Format : Talk at Waseda University
Author(s) :
Tolou Shadbahr (University of Helsinki)
Michael Thomas Roberts (University of Cambridge)
Jan Stanczuk (University of Cambridge)
Julian Gilbey (University of Cambridge)
Philip Teare (AstraZeneca)
Sören Dittmer (University of Cambridge)
MAtthew Thorpe (University of Manchester)
Ramon Vinas Torne (University of Cambridge)
Evis Sala (University of Cambridge)
Pietro Lio (University of Cambridge)
Mishal Patel (AstraZeneca)
James H.F. Rudd (University of Cambridge)
Tuomas Mirtti (university of Helsinki)
Antti Sakari Rannikko (universiity of Helsinki)
John Aston (University of Cambridge)
Jing Tang (University of Helsinki)
Carola-Bibiane Schönlieb (University of Cambridge)
Abstract : Classifying samples in incomplete datasets is a common non-trivial task. Missing data is commonly observed in real-world datasets. Missing values are typically imputed, followed by classification of the now complete samples. Often, the focus is to optimize the downstream classification performance.

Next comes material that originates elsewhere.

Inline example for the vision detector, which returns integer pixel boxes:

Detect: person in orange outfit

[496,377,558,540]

In this talk, we highlight the serious consequences of using poorly imputed data, demonstrate how the common quality measures for measuring imputation quality are flawed, and introduce an improved class of imputation quality measures.
[01736] Improving reproducibility, trustworthiness and fairness for diverse applications of machine learning
Format : Talk at Waseda University
Author(s) :
Hirotaka Takahashi (Tokyo City University)
Abstract : Machine learning is applied to a diverse set of problems in our group. For example, research on gravitational wave physics and astronomy, development of traffic safety training and skills education methods, athlete support system of various sports, application to education to collaborate between teachers and machine learning etc.. In this presentation, we would like to focus on various applications and discuss how we can improve reproducibility, trustworthiness and fairness in machine learning.
[01850] Multi-domain & Multi-task Generalisation on Real-World Clinical Data
Format : Talk at Waseda University
Author(s) :
Daniel Kreuter (University of Cambridge)
Samuel Tull (University of Cambridge)
Abstract : Machine learning models have been holding the promise to revolutionise healthcare for several years. However, we rarely see promising approaches translate into deployment in the clinic. Often, this is due to an unexpected drop in performance when deploying the model on unseen test data due to domain shift. Our novel "Disentanglement Autoencoder" approach allows for multiple domains and tasks, both continuous and categorical, creating a disentangled embedding which can be used for multiple classification tasks.
[02239] Software engineering for data science
Format : Online Talk on Zoom
Author(s) :
Sören Dittmer (Uni Cambridge)
Abstract : Despite democratized data science tools, developing a trustworthy and effective data science system (DSS) is becoming increasingly challenging. The lack of software engineering (SE) skills and perverse incentives are among the root causes. We analyze why SE and building large complex systems, in general, is hard. We identify how SE addresses those difficulties and discuss how to adapt the insides to DSSs. We emphasize two key development philosophies: incremental growth and feedback loops.
[02340] ShearletX: A Mathematical Approach Towards Explainability
Format : Online Talk on Zoom
Author(s) :
Gitta Kutyniok (LMU Munich)
Stefan Kolek (LMU Munich)
Robert Windesheim (LMU Munich)
Hector Andrade Loarca (LMU Munich)
Ron Levie (Technion)
Abstract : Automated decision making using machine learning, in particular deep learning, is becoming an increasingly important component of modern technical systems and often affects humans directly. In this talk, we will present an explainability approach, coined ShearletX, based on a combination of information theory and applied harmonic analysis, which not only often outperforms state-of-the-art methods, but is also accessible to a mathematical analysis.